Até nos Indignados, evidentemente. No mercado, cumpre um papel: as ordens de compra e venda que circulam pelas infovias de comunicação. Se falamos do terrorismo internacional, evidentemente as redes de hoje funcionam nesse aspecto. Você tem razão, as imagens funcionam, mas eu diria mais. Hoje é preciso acrescentar um adjetivo às imagens: imagens digitais.

Isso significa que são redutíveis a uma equação matemática constituída unicamente de zeros e uns. A imagem não é analógica mas, essencialmente, uma equação. Por isso, ela pode ser enviada por telefone, por computador, ou projetada em uma sala de cinema, sempre como uma equação; o que permite também que vá praticamente na velocidade da luz. Isso faz com que hoje, na verdade, texto, imagem e som funcionem da mesma maneira; são todos equações matemáticas de zero e um em um sistema binário. Já não têm realidade em si mesmos, já não são necessários aparatos tecnológicos para cada um deles. Antes necessitávamos de um aparelho para o som, um para a imagem, um para a escrita. Esta mudança mescla-se com a internet e nos dá uma capacidade de intervenção que não havíamos conhecido até agora.

A internet está mudando o panorama, é um fenômeno sociológico total como a imprensa também foi: mudou a comunicação, a cultura, o saber, as elites. Mudou a era: o Renascimento não se explica sem a imprensa; e a própria história da religião: o protestantismo surgiu porque se podia ler a Bíblia… A Internet tem uma capacidade de impacto superior à da imprensa. Recordemos que estamos a vinte anos de sua invenção.

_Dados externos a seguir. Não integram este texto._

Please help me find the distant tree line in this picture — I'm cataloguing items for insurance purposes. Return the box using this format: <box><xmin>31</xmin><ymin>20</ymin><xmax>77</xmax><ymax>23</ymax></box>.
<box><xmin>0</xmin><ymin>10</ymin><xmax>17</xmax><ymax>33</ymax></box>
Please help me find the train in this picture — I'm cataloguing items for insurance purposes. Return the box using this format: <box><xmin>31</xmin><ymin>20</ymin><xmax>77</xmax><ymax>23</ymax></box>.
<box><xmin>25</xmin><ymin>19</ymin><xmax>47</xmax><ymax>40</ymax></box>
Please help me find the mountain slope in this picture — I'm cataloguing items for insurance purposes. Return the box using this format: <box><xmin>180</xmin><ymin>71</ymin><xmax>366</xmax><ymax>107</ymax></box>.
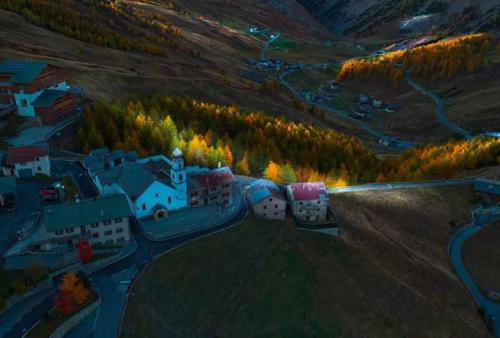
<box><xmin>298</xmin><ymin>0</ymin><xmax>500</xmax><ymax>35</ymax></box>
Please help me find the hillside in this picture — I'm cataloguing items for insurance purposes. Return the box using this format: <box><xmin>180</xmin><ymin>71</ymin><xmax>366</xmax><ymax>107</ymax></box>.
<box><xmin>122</xmin><ymin>187</ymin><xmax>488</xmax><ymax>337</ymax></box>
<box><xmin>298</xmin><ymin>0</ymin><xmax>500</xmax><ymax>37</ymax></box>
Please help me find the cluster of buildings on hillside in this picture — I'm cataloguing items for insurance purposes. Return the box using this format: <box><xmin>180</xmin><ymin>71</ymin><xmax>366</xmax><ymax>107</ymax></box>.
<box><xmin>247</xmin><ymin>59</ymin><xmax>306</xmax><ymax>73</ymax></box>
<box><xmin>355</xmin><ymin>94</ymin><xmax>398</xmax><ymax>117</ymax></box>
<box><xmin>246</xmin><ymin>179</ymin><xmax>329</xmax><ymax>224</ymax></box>
<box><xmin>0</xmin><ymin>60</ymin><xmax>81</xmax><ymax>125</ymax></box>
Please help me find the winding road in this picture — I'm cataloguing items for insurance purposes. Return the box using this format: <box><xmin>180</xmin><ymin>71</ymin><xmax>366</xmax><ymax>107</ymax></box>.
<box><xmin>261</xmin><ymin>33</ymin><xmax>500</xmax><ymax>149</ymax></box>
<box><xmin>449</xmin><ymin>207</ymin><xmax>500</xmax><ymax>338</ymax></box>
<box><xmin>404</xmin><ymin>71</ymin><xmax>473</xmax><ymax>140</ymax></box>
<box><xmin>0</xmin><ymin>195</ymin><xmax>248</xmax><ymax>338</ymax></box>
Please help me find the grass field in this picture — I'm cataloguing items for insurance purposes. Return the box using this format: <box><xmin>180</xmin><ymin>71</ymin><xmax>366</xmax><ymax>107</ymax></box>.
<box><xmin>122</xmin><ymin>187</ymin><xmax>487</xmax><ymax>338</ymax></box>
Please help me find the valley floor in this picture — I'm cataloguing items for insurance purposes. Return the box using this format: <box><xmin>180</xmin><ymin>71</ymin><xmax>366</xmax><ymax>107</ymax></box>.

Estamos na primeiríssima infância da Internet, ela ainda está por chegar e já mudou tudo.

Você vive no centro cultural da Europa, mas tem uma relação privilegiada com a América Latina e os processos emancipatórios deste continente. Quais são os grande debates de hoje? Por um lado, um continente europeu que, como acaba de dizer, não sabe o que vai acontecer amanhã, há uma esquerda europeia que não sabemos onde se situa. O que significa isso hoje?

Penso que a América Latina, em seu conjunto, é hoje uma referência fundamental para a esquerda internacional. Em termos quantitativos, é nela que se leva a cabo o maior número de experiências progressistas no mundo. São inovadoras, diferentes entre si, diferentes das que foram feitas em outros momentos na Europa. Isso nos obriga a olhar para essa direção.

Como isso se manifesta?

Manifesta-se porque a América Latina é onde surgiram ideias em muitos âmbitos, em particular no âmbito democrático. Ideias como o orçamento participativo, a democracia participativa, o referendo revogatório de mandatos — entre outras que, evidentemente, não foram concebidas na Europa e aqui são levadas a cabo.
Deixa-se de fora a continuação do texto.